For a time Hollanden did as he was bid, but at last he talked again. "Can't think why they came up here. Must be her sister-in-law's health. Something like that. She----"

"Great heavens," said Hawker, "you speak of nothing else!"

"Well, you saw her, didn't you?" demanded Hollanden. "What can you expect, then, from a man of my sense? You--you old stick--you----"

"It was quite dark," protested the painter.

"Quite dark," repeated Hollanden, in a wrathful voice. "What if it was?"

"Well, that is bound to make a difference in a man's opinion, you know."

"No, it isn't. It was light down at the railroad station, anyhow. If you had any sand--thunder, but I did get up early this morning! Say, do you play tennis?"

"After a fashion," said Hawker. "Why?"

"Oh, nothing," replied Hollanden sadly. "Only they are wearing me out at the game. I had to get up and play before breakfast this morning with the Worcester girls, and there is a lot more mad players who will be down on me before long. It's a terrible thing to be a tennis player."

"Why, you used to put yourself out so little for people," remarked Hawker.

"Yes, but up there"--Hollanden jerked his thumb in the direction of the inn--"they think I'm so amiable."

"Well, I'll come up and help you out."

"Do," Hollanden laughed; "you and Miss Fanhall can team it against the littlest Worcester girl and me." He regarded the landscape and meditated. Hawker struggled for a grip on the thought of the stubble.

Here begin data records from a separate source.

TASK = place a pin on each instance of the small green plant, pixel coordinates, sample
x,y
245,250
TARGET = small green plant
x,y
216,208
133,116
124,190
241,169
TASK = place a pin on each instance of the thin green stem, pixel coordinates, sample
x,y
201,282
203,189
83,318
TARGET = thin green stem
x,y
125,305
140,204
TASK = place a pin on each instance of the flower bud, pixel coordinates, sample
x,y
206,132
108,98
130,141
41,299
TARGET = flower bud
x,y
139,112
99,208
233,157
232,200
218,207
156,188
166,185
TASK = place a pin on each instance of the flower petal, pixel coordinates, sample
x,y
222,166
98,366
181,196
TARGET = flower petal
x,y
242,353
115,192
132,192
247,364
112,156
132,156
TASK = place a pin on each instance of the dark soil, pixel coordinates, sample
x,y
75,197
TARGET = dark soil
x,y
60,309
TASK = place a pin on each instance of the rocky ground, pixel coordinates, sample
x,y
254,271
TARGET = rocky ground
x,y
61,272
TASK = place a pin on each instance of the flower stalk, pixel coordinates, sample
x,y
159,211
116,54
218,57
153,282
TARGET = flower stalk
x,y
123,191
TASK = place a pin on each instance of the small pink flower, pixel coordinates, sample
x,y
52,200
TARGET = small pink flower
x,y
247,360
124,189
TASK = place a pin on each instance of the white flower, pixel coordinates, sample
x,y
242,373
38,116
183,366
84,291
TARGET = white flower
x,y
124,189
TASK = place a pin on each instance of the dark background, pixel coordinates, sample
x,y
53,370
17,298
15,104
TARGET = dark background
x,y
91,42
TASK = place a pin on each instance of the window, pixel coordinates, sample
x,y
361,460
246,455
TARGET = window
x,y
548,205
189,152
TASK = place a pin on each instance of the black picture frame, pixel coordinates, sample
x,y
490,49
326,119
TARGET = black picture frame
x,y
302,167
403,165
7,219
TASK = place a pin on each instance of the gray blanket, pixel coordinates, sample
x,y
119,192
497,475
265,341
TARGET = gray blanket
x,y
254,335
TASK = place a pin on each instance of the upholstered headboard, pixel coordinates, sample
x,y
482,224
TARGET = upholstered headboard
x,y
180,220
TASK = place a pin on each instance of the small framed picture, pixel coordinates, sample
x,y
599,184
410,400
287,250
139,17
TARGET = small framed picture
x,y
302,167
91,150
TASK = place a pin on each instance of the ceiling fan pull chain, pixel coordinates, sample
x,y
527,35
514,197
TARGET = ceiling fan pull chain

"That colour of hair and eyes always knocks me kerplunk," observed Hollanden softly.

Hawker looked up irascibly. "What colour hair and eyes?" he demanded. "I believe you're crazy."

"What colour hair and eyes?" repeated Hollanden, with a savage gesture. "You've got no more appreciation than a post."

"They are good enough for me," muttered Hawker, turning again to his work. He scowled first at the canvas and then at the stubble. "Seems to me you had best take care of yourself, instead of planning for me," he said.

"Me!" cried Hollanden. "Me! Take care of myself! My boy, I've got a past of sorrow and gloom. I----"

"You're nothing but a kid," said Hawker, glaring at the other man.

"Oh, of course," said Hollanden, wagging his head with midnight wisdom. "Oh, of course."

"Well, Hollie," said Hawker, with sudden affability, "I didn't mean to be unpleasant, but then you are rather ridiculous, you know, sitting up there and howling about the colour of hair and eyes."

"I'm not ridiculous."

"Yes, you are, you know, Hollie."

The writer waved his hand despairingly. "And you rode in the train with her, and in the stage."

"I didn't see her in the train," said Hawker.

"Oh, then you saw her in the stage. Ha-ha, you old thief! I sat up here, and you sat down there and lied." He jumped from his perch and belaboured Hawker's shoulders.

"Stop that!" said the painter.

"Oh, you old thief, you lied to me! You lied---- Hold on--bless my life, here she comes now!"